Research interests: Endowing AI agents with the ability to autonomously acquire skills for executing complex multimodal tasks, allowing greater machine autonomy and intelligence. In particular, how can AI agents learn from non-expert human feedback using natural interfaces like speech, gestures etc.
Research topic: Guiding AI Agents on Multimodal Tasks by Policy Gradient Optimization using Natural Language Feedback

The omnipresence of artificial intelligent (AI) agents in many aspects of life is guaranteed by the unprecedented pace of innovation in AI and related sub-domains. However, the number of experts with adequate skills to manipulate such agents is meager compared to the global population. Thus, the need for natural interfaces for non-experts to facilitate skills acquisition for AI agents will be imperative. My research goals focus on endowing AI agents with learning ability to perform complex multimodal tasks from human feedback. More specifically, optimizing policy gradients in RL agents using natural language interface. This entails research overlapping various machine learning sub-domains like Bayesian deep learning, knowledge representation (context aware word embeddings), automatic speech recognition, gradient based meta-learning etc.

Patricia Thaine
PhD, Department of Computer ScienceResearch interests: Cryptography, privacy & security, natural language processing, machine learning, lost language decipherment
Research proposal: Privacy-Preserving Natural Language Processing

Almost any personal-data-dependent machine learning (ML) application, particularly in natural language processing (NLP), suffers from a lack of training data. Spoken and written language contains some of the most sensitive and useful information that we produce. Language is used to train automatic speech recognizers, speaker authenticators, speaker identifiers, authorship identifiers, sentiment analyzers, question-answering systems, named entity recognizers, etc. The state-of-the-art in most of these tasks uses deep learning methods that require a huge amount of training data. These systems will have limited adaptability and robustness until we create privacy-preserving ways to access personally identifiable information (PII).

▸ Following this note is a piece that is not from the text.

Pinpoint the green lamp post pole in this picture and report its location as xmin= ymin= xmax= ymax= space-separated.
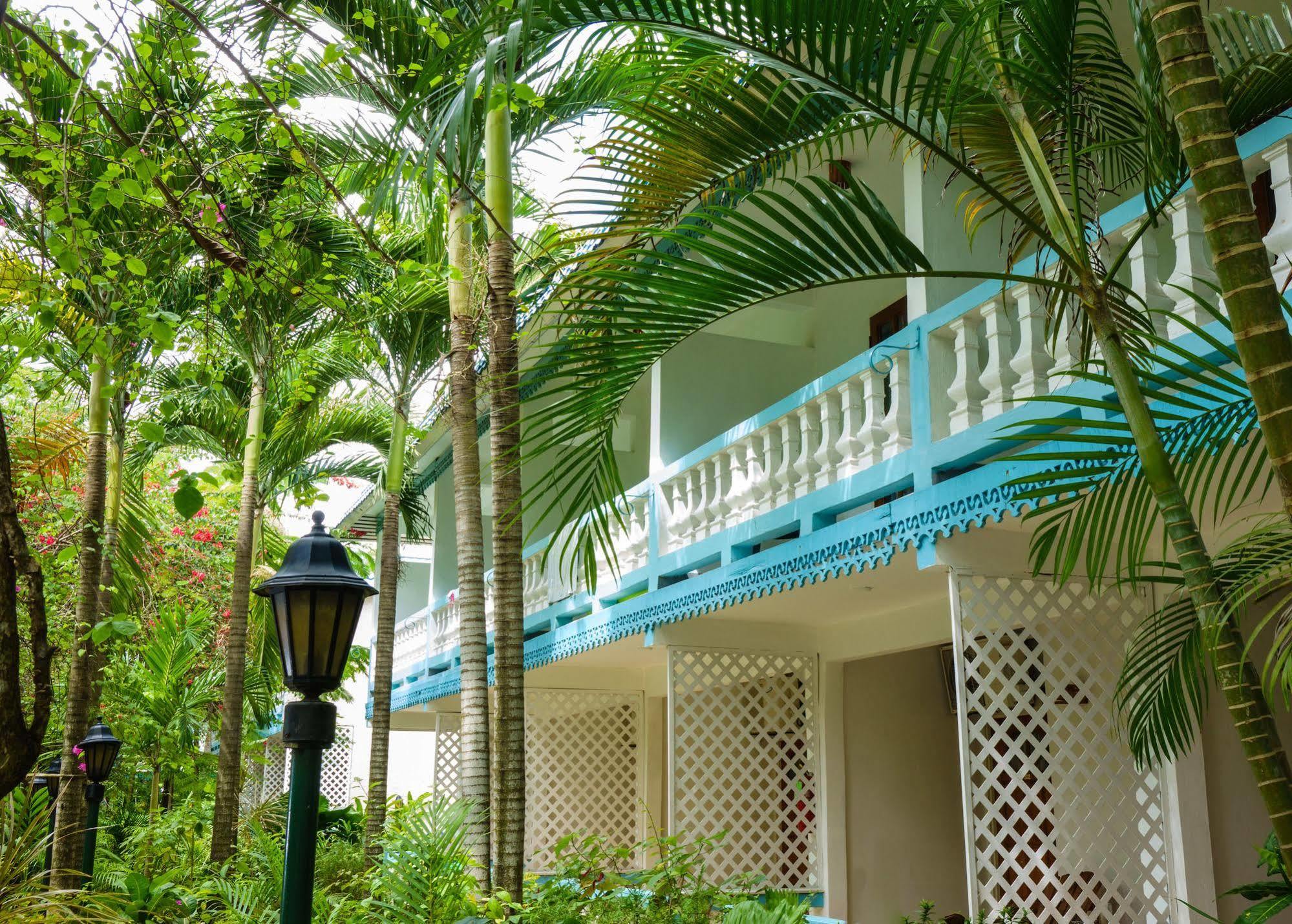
xmin=31 ymin=757 xmax=63 ymax=880
xmin=279 ymin=699 xmax=336 ymax=924
xmin=256 ymin=510 xmax=377 ymax=924
xmin=76 ymin=719 xmax=122 ymax=888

The goal of our research is to allow anyone to learn from spoken and written data without it compromising the privacy or security of users and service providers. Given the ever-increasing number of data breaches, protecting personal data is more than just keeping user data invisible to companies – it is about protecting researchers, governments, and companies from unknown threats as well. Perfect privacy requires hiding information from all parties (both the data owners and the data analyzers) to make sure no one can be exploited. We are creating methods for achieving perfectly privacy-preserving NLP using homomorphic encryption, differential privacy, and secure enclaves.